Victor (voice of Johnny Depp) is set for his arranged nuptials with Victoria (Emily Watson), but a mishap in the land of the dead ends with him being wed to the Corpse Bride (Helena Bonham Carter). Danny Elfman provides some fun, if not altogether catchy, music, and the animation is top-notch.

The Corpse Bride herself is an amazing creation, a sympathetic animated character whose eye is constantly popping out. Credit the animators and Bonham Carter for creating something so memorable. Depp, who rarely delivers anything short of genius, does excellent work with the nervous Victor. Other voices to be heard include Albert Finney, Tracey Ullman and Christopher Lee.

Hopefully, this won't be the last of Burton's stop-motion-animation treats. These things take a long time to make, but let's hope for at least two more before the creator joins the ranks of the land of the dead (where I'm sure he will be delighted to live).

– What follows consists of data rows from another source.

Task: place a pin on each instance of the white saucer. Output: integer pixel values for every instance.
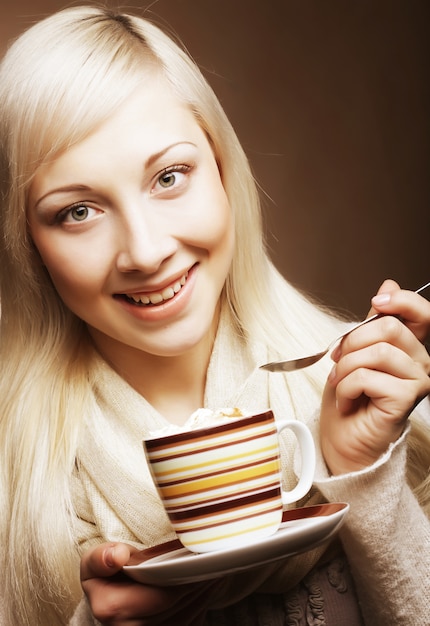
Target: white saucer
(301, 529)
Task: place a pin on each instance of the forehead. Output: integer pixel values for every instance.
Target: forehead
(145, 124)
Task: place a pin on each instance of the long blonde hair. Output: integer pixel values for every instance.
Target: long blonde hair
(62, 78)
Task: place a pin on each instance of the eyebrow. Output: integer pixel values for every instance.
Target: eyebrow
(148, 163)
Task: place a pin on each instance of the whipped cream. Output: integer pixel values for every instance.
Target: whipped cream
(202, 418)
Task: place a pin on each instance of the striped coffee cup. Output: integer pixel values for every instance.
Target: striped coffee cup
(221, 484)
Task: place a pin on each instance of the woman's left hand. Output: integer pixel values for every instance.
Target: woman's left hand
(381, 372)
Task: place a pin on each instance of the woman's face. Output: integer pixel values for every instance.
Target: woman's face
(135, 229)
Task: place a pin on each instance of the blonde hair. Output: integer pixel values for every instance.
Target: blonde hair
(62, 78)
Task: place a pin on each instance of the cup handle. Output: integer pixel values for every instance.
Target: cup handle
(307, 450)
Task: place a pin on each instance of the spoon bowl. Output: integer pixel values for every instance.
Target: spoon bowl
(295, 364)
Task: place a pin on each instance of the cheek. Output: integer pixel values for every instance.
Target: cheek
(72, 274)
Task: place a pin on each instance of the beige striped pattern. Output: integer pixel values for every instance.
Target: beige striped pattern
(220, 485)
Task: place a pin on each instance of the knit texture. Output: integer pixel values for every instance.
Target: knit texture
(386, 536)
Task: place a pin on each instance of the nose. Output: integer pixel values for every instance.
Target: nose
(144, 243)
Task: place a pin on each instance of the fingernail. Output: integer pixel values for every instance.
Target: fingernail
(381, 299)
(335, 355)
(108, 556)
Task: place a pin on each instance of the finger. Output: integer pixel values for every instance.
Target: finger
(393, 398)
(413, 308)
(104, 560)
(382, 357)
(390, 331)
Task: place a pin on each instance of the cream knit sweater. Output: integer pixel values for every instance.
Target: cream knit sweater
(386, 536)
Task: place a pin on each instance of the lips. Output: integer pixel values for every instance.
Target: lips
(156, 297)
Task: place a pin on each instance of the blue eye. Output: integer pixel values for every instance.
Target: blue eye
(167, 179)
(79, 213)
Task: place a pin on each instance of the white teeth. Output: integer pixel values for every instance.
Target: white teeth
(158, 297)
(167, 293)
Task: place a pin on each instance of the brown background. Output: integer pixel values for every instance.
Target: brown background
(331, 101)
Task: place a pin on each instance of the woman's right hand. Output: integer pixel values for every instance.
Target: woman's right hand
(117, 600)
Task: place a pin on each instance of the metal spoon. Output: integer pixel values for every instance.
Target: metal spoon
(296, 364)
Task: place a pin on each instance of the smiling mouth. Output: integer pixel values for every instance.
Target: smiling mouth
(156, 297)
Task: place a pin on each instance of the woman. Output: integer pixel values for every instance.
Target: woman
(135, 288)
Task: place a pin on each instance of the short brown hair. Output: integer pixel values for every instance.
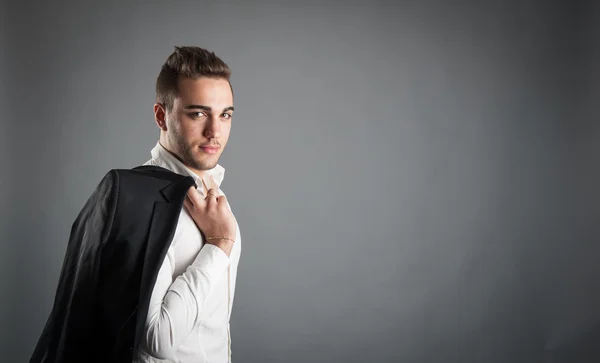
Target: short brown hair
(187, 62)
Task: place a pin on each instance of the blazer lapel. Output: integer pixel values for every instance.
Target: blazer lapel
(162, 229)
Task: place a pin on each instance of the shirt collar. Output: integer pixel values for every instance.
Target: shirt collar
(162, 157)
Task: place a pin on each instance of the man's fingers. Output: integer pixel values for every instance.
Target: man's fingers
(193, 197)
(211, 196)
(212, 183)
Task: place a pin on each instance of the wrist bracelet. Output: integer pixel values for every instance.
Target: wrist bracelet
(227, 238)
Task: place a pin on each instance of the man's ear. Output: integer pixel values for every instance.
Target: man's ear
(160, 116)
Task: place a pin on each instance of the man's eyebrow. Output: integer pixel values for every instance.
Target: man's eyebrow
(206, 108)
(202, 107)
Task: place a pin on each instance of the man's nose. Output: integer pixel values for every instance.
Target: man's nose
(213, 128)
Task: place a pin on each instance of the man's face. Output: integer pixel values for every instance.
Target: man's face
(199, 123)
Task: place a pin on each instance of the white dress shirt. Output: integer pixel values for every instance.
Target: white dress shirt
(190, 306)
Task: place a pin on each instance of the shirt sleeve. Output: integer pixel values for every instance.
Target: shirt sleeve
(176, 305)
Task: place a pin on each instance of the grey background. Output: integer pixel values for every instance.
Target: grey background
(415, 182)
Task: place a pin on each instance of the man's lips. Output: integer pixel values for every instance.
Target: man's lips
(210, 149)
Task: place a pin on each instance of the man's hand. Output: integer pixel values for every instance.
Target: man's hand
(213, 217)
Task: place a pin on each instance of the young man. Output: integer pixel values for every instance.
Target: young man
(150, 269)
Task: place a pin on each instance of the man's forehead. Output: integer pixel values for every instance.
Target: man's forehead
(208, 92)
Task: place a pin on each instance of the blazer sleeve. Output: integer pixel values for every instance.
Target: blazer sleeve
(69, 334)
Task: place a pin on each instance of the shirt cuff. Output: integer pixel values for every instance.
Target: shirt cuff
(212, 260)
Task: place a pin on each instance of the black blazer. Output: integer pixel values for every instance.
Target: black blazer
(116, 247)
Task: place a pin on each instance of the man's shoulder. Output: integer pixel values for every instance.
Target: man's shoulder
(144, 173)
(142, 179)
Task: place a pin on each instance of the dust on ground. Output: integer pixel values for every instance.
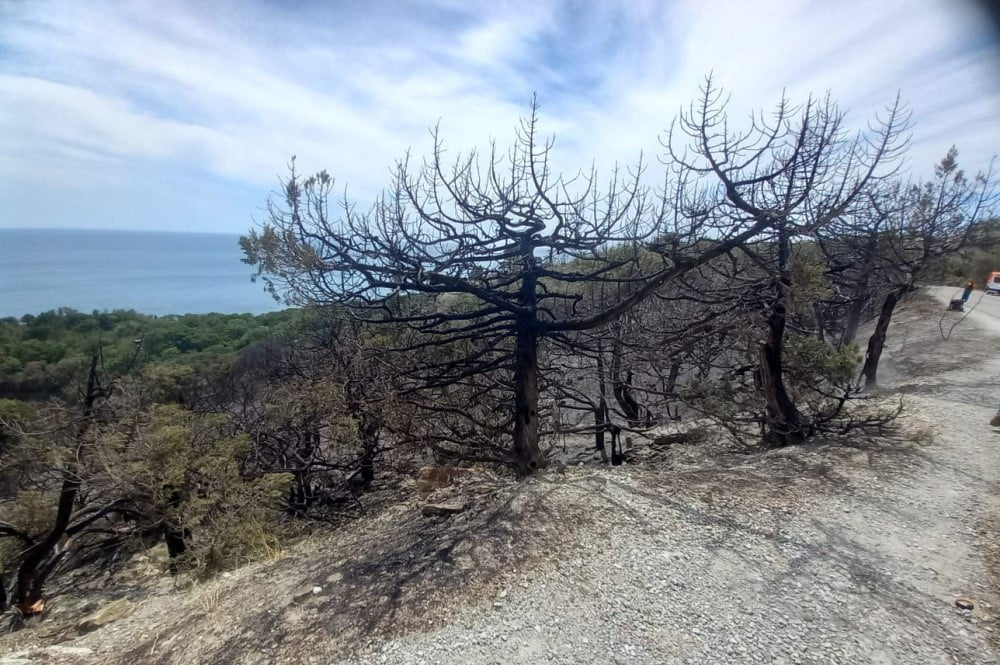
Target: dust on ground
(851, 549)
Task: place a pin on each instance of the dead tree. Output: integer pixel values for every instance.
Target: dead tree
(470, 260)
(921, 224)
(793, 172)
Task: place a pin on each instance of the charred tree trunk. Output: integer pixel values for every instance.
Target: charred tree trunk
(32, 573)
(527, 453)
(369, 429)
(784, 422)
(621, 387)
(877, 340)
(601, 412)
(854, 312)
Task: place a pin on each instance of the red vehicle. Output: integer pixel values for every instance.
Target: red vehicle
(993, 284)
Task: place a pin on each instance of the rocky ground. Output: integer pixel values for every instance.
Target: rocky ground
(851, 550)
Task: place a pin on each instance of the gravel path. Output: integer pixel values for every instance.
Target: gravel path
(821, 555)
(846, 552)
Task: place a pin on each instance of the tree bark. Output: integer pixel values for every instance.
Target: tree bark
(877, 340)
(853, 321)
(527, 453)
(784, 425)
(784, 422)
(601, 412)
(30, 574)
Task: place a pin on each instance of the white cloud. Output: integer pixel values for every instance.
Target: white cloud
(229, 91)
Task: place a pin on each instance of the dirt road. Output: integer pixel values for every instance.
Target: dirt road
(843, 552)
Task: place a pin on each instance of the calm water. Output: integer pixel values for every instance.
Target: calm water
(152, 272)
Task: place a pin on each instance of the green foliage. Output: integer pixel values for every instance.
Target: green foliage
(809, 361)
(40, 356)
(186, 470)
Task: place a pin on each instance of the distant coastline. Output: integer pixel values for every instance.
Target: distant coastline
(150, 271)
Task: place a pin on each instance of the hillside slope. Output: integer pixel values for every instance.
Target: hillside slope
(841, 552)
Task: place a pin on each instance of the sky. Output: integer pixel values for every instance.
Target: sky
(182, 116)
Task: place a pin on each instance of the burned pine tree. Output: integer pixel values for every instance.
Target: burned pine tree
(480, 263)
(794, 172)
(915, 227)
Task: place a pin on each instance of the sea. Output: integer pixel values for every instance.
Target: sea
(151, 272)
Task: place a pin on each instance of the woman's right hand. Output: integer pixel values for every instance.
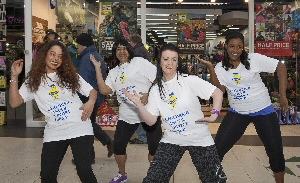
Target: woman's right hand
(205, 62)
(96, 63)
(135, 98)
(16, 67)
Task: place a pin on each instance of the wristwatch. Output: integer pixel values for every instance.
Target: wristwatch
(215, 111)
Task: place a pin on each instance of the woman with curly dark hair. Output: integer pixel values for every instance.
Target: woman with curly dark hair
(53, 83)
(132, 73)
(239, 74)
(175, 97)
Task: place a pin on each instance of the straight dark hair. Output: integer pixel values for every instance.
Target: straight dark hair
(125, 43)
(159, 73)
(244, 56)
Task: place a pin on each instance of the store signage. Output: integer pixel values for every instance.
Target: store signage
(2, 11)
(191, 48)
(274, 48)
(191, 33)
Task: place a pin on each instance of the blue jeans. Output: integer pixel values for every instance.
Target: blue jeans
(141, 133)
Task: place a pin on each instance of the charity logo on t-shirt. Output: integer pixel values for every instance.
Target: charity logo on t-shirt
(54, 92)
(173, 100)
(237, 78)
(178, 122)
(123, 77)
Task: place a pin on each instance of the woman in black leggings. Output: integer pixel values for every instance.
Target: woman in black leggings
(249, 100)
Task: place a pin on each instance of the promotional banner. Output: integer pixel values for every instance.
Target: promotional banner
(117, 20)
(273, 29)
(191, 33)
(274, 48)
(2, 11)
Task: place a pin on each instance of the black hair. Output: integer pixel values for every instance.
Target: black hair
(244, 56)
(125, 43)
(159, 73)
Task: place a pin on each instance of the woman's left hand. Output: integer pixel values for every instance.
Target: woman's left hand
(135, 98)
(87, 108)
(211, 118)
(95, 62)
(144, 98)
(284, 105)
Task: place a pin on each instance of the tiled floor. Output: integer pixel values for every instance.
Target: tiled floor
(20, 150)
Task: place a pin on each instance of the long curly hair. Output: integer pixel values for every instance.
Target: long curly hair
(160, 74)
(125, 43)
(67, 73)
(244, 56)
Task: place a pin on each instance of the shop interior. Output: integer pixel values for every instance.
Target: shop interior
(162, 27)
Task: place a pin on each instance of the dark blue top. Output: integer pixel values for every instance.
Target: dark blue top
(73, 53)
(88, 73)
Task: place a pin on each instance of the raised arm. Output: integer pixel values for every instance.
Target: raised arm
(282, 77)
(213, 76)
(103, 88)
(88, 107)
(146, 116)
(15, 99)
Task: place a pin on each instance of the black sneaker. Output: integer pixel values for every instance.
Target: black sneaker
(110, 148)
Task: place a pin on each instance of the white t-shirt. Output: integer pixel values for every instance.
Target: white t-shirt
(61, 109)
(181, 108)
(136, 75)
(246, 91)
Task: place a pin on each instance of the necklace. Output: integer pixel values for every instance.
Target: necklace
(121, 73)
(169, 97)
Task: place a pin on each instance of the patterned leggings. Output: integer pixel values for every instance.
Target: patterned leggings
(167, 157)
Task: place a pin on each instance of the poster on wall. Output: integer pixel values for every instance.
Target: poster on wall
(273, 29)
(39, 27)
(120, 23)
(70, 12)
(3, 32)
(191, 33)
(2, 63)
(106, 8)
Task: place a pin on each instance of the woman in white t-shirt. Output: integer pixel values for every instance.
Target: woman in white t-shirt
(53, 83)
(239, 74)
(132, 73)
(174, 97)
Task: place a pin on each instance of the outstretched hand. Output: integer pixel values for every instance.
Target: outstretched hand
(144, 98)
(205, 62)
(135, 98)
(87, 110)
(16, 67)
(284, 105)
(94, 61)
(211, 118)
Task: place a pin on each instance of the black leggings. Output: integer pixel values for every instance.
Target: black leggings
(267, 127)
(124, 132)
(167, 157)
(53, 153)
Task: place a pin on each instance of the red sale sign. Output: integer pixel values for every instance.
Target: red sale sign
(274, 48)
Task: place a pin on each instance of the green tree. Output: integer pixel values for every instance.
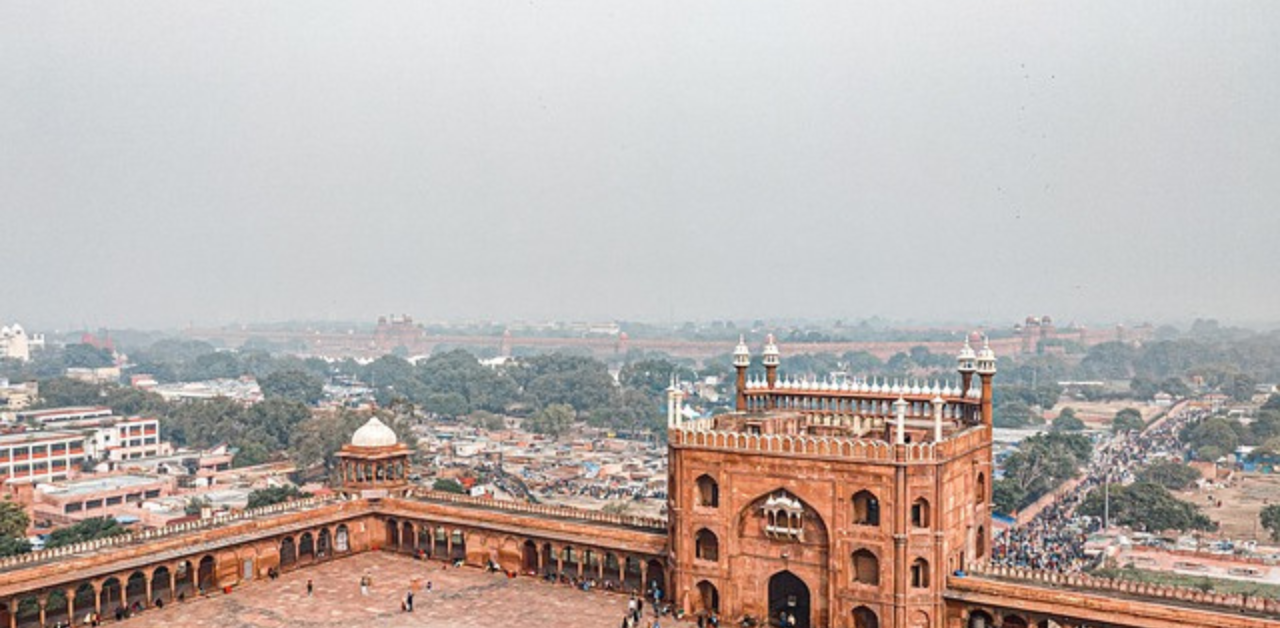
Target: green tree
(295, 385)
(195, 505)
(1171, 475)
(1066, 421)
(1147, 507)
(448, 485)
(85, 530)
(553, 420)
(1212, 438)
(128, 402)
(13, 519)
(653, 376)
(67, 392)
(1014, 413)
(1270, 519)
(12, 546)
(1128, 420)
(1008, 495)
(487, 421)
(448, 404)
(1042, 463)
(250, 454)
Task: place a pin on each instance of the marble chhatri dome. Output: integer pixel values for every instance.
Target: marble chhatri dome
(374, 434)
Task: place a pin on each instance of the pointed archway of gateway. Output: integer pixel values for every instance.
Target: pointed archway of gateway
(789, 597)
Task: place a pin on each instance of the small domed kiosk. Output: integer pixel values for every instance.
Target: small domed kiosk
(375, 463)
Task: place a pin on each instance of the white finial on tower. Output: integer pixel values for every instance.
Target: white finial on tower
(741, 354)
(900, 412)
(937, 418)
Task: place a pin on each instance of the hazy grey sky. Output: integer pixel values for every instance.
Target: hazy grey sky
(169, 161)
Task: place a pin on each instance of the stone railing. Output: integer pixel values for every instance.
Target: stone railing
(822, 447)
(1188, 595)
(545, 510)
(168, 531)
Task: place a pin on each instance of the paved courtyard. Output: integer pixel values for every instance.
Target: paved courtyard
(460, 597)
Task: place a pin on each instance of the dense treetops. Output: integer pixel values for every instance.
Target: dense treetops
(1040, 464)
(1146, 507)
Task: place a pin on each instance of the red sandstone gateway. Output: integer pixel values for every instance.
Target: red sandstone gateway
(840, 504)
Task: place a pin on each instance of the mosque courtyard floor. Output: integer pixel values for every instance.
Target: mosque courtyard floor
(462, 597)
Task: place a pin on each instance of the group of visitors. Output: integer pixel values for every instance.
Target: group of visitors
(1054, 539)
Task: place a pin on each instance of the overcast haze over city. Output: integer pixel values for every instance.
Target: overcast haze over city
(170, 163)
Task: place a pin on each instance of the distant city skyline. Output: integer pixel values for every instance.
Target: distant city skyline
(165, 164)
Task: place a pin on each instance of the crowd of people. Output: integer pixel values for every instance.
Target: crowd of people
(597, 490)
(1055, 537)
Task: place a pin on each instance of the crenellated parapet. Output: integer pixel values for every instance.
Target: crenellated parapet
(144, 536)
(700, 436)
(545, 510)
(1127, 587)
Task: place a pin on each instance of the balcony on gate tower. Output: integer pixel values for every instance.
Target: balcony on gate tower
(801, 413)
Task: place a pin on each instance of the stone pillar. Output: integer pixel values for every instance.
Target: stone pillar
(901, 560)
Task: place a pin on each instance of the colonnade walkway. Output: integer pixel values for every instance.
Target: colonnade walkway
(460, 597)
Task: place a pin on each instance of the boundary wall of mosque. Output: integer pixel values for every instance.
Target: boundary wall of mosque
(1069, 599)
(224, 551)
(700, 434)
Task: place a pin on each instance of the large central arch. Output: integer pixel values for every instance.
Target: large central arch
(789, 596)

Of the three movies nominated this year (the others being Howl's Moving Castle and Wallace & Gromit), this one is most deserving of the Oscar.

Special Features: Plenty of featurettes dealing with everything from the music, to the animation, to Burton himself. A great feature shows some scenes from the film, with live-action footage of the actors voicing the parts. Most of the actors, including Depp, show up to be interviewed about the production. No commentaries to be had.